Dans une famille albanaise, un mini Coran passe de main en main
Par AlAhed avec AFP
Le rituel est toujours le même. Mario Prushi se lave consciencieusement les mains et le visage, embrasse trois fois puis porte à son front un minuscule Coran, livre précieux que sa famille albanaise se transmet de génération en génération.
L'ouvrage, parmi les plus petits Coran au monde selon les spécialistes, a survécu aux vicissitudes du temps, aux guerres et à la dictature communiste. Aujourd'hui, la famille Prushi le conserve dans sa boîte en argent noirci par l'âge dans son appartement à Tirana.
«Nous l'avons gardé de génération en génération avec un dévouement absolu car il nous est vraiment très cher», explique à l'AFP Mario Prushi, 45 ans, technicien en travaux publics dans la capitale du petit pays des Balkans.
Le livre, dont la couverture est en velours brodé d'or, disparaît presque dans la paume de sa main. Il mesure 2,5 cm de long et 2 cm de large pour 1 cm d'épaisseur. On ne peut lire le texte en arabe qu'avec la petite loupe incrustée dans le couvercle même de sa boîte.
Il est difficile de le dater en l'absence d'analyses scientifiques mais selon Elton Karaj, chercheur en sciences coraniques, l'ouvrage de près de 900 pages a un âge vénérable.

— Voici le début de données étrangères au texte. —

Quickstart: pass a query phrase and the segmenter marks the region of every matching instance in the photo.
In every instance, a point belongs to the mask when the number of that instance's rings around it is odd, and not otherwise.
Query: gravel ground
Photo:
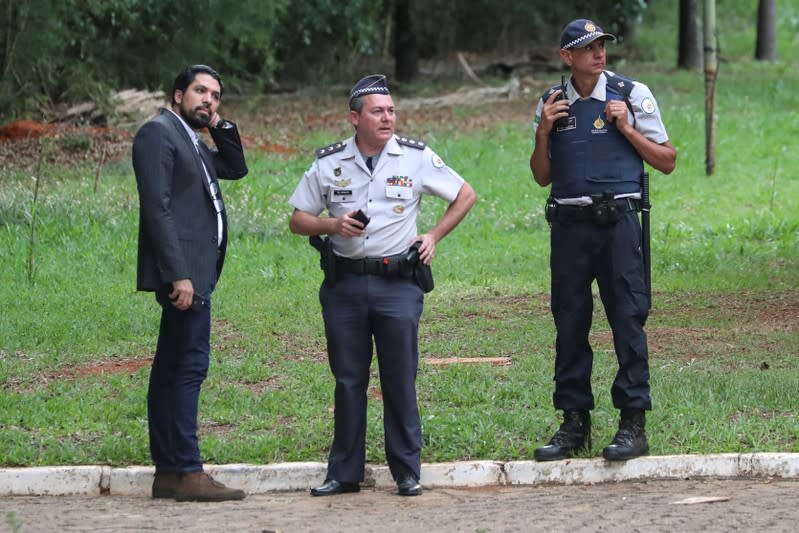
[[[275,492],[216,504],[20,496],[0,499],[0,531],[771,532],[796,531],[797,503],[799,480],[763,478],[446,488],[414,498]]]

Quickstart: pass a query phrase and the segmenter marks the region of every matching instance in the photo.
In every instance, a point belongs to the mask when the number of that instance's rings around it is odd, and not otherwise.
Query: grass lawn
[[[656,15],[663,12],[653,10],[647,24],[660,24]],[[757,64],[741,52],[722,64],[712,176],[702,73],[674,70],[670,59],[611,65],[652,88],[679,152],[673,174],[651,172],[653,454],[799,451],[799,65],[782,57]],[[559,423],[548,189],[528,166],[535,102],[555,78],[542,74],[521,98],[479,106],[405,113],[413,95],[395,96],[398,131],[428,141],[480,197],[440,243],[436,289],[426,296],[418,377],[425,462],[531,458]],[[262,97],[226,115],[245,135],[250,174],[222,184],[231,235],[201,396],[208,462],[326,459],[333,379],[322,275],[307,239],[288,231],[287,199],[313,149],[349,134],[343,100],[327,102]],[[106,162],[95,193],[96,170],[96,160],[78,155],[69,164],[45,160],[33,173],[2,170],[0,466],[149,463],[145,397],[158,312],[151,295],[135,291],[135,180],[125,155]],[[421,228],[440,216],[440,204],[425,202]],[[595,304],[593,455],[617,416],[615,355],[598,297]],[[444,357],[510,364],[429,363]],[[367,459],[383,462],[373,368]]]

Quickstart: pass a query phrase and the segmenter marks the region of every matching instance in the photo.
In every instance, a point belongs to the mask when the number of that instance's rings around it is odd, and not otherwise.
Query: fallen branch
[[[475,82],[477,85],[485,85],[485,83],[483,83],[483,80],[478,78],[477,74],[475,74],[474,71],[472,70],[472,67],[469,66],[469,63],[466,61],[466,58],[463,57],[463,54],[461,52],[458,52],[456,56],[458,57],[458,63],[461,64],[461,67],[463,68],[463,71],[466,73],[466,76],[468,76],[469,79]]]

«Ce Coran a été imprimé dans un très petit format, l'un des plus petits au monde. D'après son aspect, sa publication remonte à la fin du XIXe siècle. Il s'agit d'une œuvre extraordinaire, c'est une chance que cet exemplaire se trouve en Albanie», dit-il à l'AFP.
«Intact sur son cœur»
D'après le récit familial, ce livre miniature a provoqué la conversion à l'islam des ancêtres de Mario Prushi, qui étaient jusque là catholiques.
«Mes arrière arrière grands-parents étaient en train de creuser pour construire les fondations d'une nouvelle maison dans la région de Djakovica, au Kosovo, lorsqu'ils ont trouvé le corps, parfaitement conservé, d'un homme enterré là-bas», raconte ce père d'une fillette de cinq ans.
«Le Coran a été trouvé intact sur son cœur», poursuit Mario, en feuilletant le livre saint. La famille a considéré que c'était un signe divin et a décidé d'embrasser l'islam.
Son grand-père, officier du roi Zog d'Albanie dans les années 1930, connaissait l'arabe et invitait chaque soir chez lui des amis pour en lire des versets.
Des décennies plus tard, en 1976, sous la dictature communiste d'Enver Hoxha qui avait fait de l'Albanie un pays athée et envoyait en prison tous les pratiquants, le livre ne dut son salut qu'à sa petite taille.
«Quelqu'un avait averti la police secrète qu'on avait chez nous un Coran mais il était si petit que mon père a réussi à le cacher. Les agents ont remué ciel et terre sans le trouver», sourit Mario.
«Miracles»
Après cet épisode, son père Skender le confia à des amis à Prizren, au Kosovo -- qui appartenait alors à l'ex-Yougoslavie--, après s'être caché dans un camion rempli de charbon pour franchir la frontière d'une Albanie fermée au monde.
Ses amis avaient enterré le précieux ouvrage et Skender ne l'avait récupéré qu'après la fin de la guerre au Kosovo en 1999. Il confia le livre à Mario avant sa mort en 2012.
«Ce petit livre porte tellement d'histoires, de bénédictions et de miracles», souligne le technicien.
Sa femme Blerina renchérit: «à chaque fois que je le touche, je suis émue».
L'ouvrage fait office de porte-bonheur.
«Quand quelque chose va mal ou quand notre fille est malade, on se sent rassurés, on sait que le Coran va nous protéger, c'est un vrai talisman», poursuit-elle.
La famille a reçu de nombreuses offres d'achat, y compris de la part de musées.
«A aucun moment je n'ai pensé à le vendre», dit Mario. «Ce Coran appartient à notre famille et il restera toujours chez nous».